The Bureau of Labor Statistics has calculated the month-by-month unemployment rate since January 1948. Since then, the longest stretch of 7-percent-plus unemployment was 68 months---from May 1980 through December 1985.
(In January 1986, unemployment dipped to 6.7 percent. It then rose back above 7 percent for the six-month stretch from February through July 1986, before dropping back to 6.9 percent in August of that year.)
The current stretch of 7-percent-plus unemployment began in December 2008, according to BLS. June 2012 marked 43rd straight month of 7-percent-plus unemployment. If unemployment remains above 7 percent for the 30 months between now and the end of 2014, as the FMOC predicts, that will make 73 straight months of 7-percent-plus unemployment.
That is unprecedented in the post-World War II era.
The Census Bureau has published annual unemployment rates for the years from 1900 to 1947. From 1900 through 1929, the annual unemployment rate exceeded 7 percent in only three years: 1914, 1915 and 1921, when it was 7.9 percent, 8.5 percent and 11.7 percent respectively. In the 12 years from 1930 through 1941, the annual unemployment rate exceeded 7 percent every year—hitting, sequentially, 8.9 percent, 16.3 percent, 24.1 percent, 25.2 percent, 22.0 percent, 20.3 percent, 17.0 percent, 14.3 percent, 19.1 percent, 17.2 percent, 14.6 percent, and 9.9 percent.
But, in 1942, the first year after Pearl Harbor, unemployment dropped to 4.7 percent. For the three subsequent years of World War II, it was 1.9 percent, 1.2 percent and 1.9 percent respectively. In both 1946 and 1947, it was 3.9 percent.
The Federal Reserve Board of Governor’s biannual “Monetary Policy Report to Congress” that Bernanke presented to the committee explained that the Fed’s projections on unemployment and economic growth are derived from assessments made by the 19 people who participate in the FMOC’s deliberations. These include the 7 members of the Federal Reserve Board of Governors and the 12 presidents of the Federal Reserve Banks.
In order to derive what the Fed calls the “central tendency” among these assessments, the three highest and three lowest assessments are dropped, leaving the range of the middle 13.
In the current report, the “central tendency” was that the unemployment rate would be between 8.0 to 8.2 percent at the end of 2012, 7.5 percent and 8.0 percent at the end of 2013, and 7.0 percent and 7.7 percent at the end of 2014.

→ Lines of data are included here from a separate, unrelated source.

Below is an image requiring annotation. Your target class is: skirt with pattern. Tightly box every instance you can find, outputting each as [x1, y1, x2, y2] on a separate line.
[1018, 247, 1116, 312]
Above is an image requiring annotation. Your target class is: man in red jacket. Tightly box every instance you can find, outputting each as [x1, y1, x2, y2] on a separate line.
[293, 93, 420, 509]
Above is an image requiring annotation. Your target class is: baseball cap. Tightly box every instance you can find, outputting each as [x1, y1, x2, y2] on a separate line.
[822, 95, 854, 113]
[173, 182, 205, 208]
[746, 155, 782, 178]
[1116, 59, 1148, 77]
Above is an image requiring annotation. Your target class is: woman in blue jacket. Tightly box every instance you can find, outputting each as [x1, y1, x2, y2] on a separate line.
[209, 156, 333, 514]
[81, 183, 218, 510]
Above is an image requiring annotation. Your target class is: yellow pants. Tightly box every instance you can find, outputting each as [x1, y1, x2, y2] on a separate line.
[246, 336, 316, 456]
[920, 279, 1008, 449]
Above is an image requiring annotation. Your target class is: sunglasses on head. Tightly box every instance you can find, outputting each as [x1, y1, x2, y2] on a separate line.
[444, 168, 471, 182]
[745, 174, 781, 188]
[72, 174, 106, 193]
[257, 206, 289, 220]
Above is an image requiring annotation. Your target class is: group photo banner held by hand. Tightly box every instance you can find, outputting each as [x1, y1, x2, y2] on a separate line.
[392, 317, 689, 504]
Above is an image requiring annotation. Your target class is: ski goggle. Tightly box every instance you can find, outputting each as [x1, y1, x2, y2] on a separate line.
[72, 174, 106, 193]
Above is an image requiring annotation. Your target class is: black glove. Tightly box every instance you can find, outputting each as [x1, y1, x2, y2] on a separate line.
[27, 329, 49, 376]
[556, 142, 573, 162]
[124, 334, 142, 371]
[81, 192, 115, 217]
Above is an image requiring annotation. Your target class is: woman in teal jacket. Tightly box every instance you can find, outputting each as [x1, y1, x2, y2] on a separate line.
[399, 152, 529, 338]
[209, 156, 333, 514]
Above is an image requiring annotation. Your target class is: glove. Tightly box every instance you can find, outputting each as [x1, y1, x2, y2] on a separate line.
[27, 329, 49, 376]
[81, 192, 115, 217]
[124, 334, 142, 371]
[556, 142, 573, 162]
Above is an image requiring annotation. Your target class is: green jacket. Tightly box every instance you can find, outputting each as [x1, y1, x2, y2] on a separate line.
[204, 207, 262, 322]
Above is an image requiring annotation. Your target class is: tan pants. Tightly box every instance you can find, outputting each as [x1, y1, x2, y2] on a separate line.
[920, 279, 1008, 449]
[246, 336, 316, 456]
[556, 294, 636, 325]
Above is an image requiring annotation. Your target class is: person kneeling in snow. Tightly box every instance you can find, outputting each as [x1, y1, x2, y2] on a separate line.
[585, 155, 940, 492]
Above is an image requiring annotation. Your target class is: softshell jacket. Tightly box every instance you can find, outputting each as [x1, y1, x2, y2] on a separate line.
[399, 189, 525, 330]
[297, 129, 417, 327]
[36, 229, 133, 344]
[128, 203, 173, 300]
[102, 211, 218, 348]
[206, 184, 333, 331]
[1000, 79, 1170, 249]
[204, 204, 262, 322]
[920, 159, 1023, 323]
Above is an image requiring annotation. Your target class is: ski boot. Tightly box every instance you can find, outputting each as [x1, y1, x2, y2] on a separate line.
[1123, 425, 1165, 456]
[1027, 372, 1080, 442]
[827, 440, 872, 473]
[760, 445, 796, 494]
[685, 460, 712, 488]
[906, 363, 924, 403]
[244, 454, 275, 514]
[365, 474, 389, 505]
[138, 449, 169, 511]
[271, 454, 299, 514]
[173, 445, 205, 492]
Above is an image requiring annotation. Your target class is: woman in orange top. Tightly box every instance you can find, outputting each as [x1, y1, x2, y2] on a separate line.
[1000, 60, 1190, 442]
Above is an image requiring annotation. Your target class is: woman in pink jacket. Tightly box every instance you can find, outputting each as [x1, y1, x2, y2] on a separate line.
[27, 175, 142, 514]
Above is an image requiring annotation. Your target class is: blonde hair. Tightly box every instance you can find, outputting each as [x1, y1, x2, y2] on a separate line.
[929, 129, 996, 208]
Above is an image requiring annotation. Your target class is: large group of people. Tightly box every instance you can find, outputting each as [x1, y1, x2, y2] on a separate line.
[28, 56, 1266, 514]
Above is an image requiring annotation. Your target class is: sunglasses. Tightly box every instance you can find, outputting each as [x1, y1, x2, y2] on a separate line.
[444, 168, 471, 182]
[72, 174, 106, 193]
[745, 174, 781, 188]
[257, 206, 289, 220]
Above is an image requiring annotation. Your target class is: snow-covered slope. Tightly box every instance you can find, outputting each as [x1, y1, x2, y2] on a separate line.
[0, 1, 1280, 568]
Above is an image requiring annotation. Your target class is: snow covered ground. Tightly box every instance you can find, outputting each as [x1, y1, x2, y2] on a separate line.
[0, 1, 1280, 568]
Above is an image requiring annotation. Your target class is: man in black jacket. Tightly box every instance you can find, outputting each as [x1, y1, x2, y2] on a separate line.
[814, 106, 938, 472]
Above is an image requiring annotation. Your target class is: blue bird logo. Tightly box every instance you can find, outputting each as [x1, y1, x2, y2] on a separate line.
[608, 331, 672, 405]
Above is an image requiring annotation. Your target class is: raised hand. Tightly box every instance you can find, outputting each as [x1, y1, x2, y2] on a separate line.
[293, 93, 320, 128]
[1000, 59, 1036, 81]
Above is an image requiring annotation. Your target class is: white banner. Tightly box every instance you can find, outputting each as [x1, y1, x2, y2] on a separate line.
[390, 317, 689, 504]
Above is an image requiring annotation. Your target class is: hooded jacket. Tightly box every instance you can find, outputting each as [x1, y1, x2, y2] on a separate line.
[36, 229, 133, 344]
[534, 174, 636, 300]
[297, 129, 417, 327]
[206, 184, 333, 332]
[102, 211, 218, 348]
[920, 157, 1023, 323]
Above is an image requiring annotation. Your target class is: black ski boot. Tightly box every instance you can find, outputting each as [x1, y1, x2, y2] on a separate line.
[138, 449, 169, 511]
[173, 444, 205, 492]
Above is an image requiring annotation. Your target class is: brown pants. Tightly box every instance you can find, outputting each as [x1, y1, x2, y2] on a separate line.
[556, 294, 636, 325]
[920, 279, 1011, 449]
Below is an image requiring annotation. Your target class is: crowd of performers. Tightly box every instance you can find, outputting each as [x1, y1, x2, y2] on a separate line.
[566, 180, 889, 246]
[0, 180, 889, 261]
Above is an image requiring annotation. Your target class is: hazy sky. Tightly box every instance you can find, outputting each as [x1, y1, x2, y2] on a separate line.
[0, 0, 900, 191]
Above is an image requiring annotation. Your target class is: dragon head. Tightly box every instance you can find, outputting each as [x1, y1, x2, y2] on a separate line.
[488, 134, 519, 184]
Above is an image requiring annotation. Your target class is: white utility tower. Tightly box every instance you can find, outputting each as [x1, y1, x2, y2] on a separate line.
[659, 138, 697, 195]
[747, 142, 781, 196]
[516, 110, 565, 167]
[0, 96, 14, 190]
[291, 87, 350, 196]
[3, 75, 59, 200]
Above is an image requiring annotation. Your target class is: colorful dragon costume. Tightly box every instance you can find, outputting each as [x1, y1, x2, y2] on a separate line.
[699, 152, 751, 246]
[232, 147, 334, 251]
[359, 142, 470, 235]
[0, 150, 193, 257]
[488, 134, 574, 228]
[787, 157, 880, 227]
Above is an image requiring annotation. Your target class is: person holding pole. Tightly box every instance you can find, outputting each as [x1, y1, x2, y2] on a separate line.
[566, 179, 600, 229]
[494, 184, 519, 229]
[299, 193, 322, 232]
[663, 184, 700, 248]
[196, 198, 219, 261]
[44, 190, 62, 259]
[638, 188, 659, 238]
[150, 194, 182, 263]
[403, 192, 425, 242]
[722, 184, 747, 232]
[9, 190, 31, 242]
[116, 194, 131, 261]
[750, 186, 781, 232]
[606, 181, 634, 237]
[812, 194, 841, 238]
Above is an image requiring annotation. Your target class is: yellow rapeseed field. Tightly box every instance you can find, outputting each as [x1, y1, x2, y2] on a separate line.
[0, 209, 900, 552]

The pessimism of the Fed’s outlook is underscored by the fact that not one of the seven members of Board of Governor or the 12 presidents of the Federal Reserve Banks predicted unemployment would drop below 7 percent by the end of 2013. The full range of all 19 assessments was that the unemployment rate would be between 7.0 percent and 8.1 percent by the end of next year.
Significantly, the Fed’s assessors are also projecting what the Fed calls a “longer-run normal rate of unemployment” of between 5.2 percent and 6.0 percent.
In very recent history—from December 2005 through April 2008—the United States had a run of 29 straight months when unemployment never went as high as 5.2 percent.
Also in very recent history—from July 1997 to August 2001—the United States had a run of 50 straight months where unemployment never exceeded 4.9 percent, and, in one month, dropped as low as 3.8 percent.
The Fed does not see happy days like that anywhere on America’s economic horizon.
“The central tendency of participants’ estimates of the longer-run normal rate of unemployment that would prevail under the assumption of appropriate monetary policy and the absence of further shocks to the economy was 5.2 percent to 6.0 percent,” said the Federal Reserve Board of Governor’s report.
Most of the Fed assessors did not believe that this new “normal” rate of unemployment could be achieved until at least five or six years from now.
“Most participants,” said the report, “projected that the gap between the current unemployment rate and their estimates of its longer-run normal rate would be closed in five or six years, a couple judged that less time would be needed, and one thought more time would be necessary because of the persistent headwinds impeding the economic expansion.”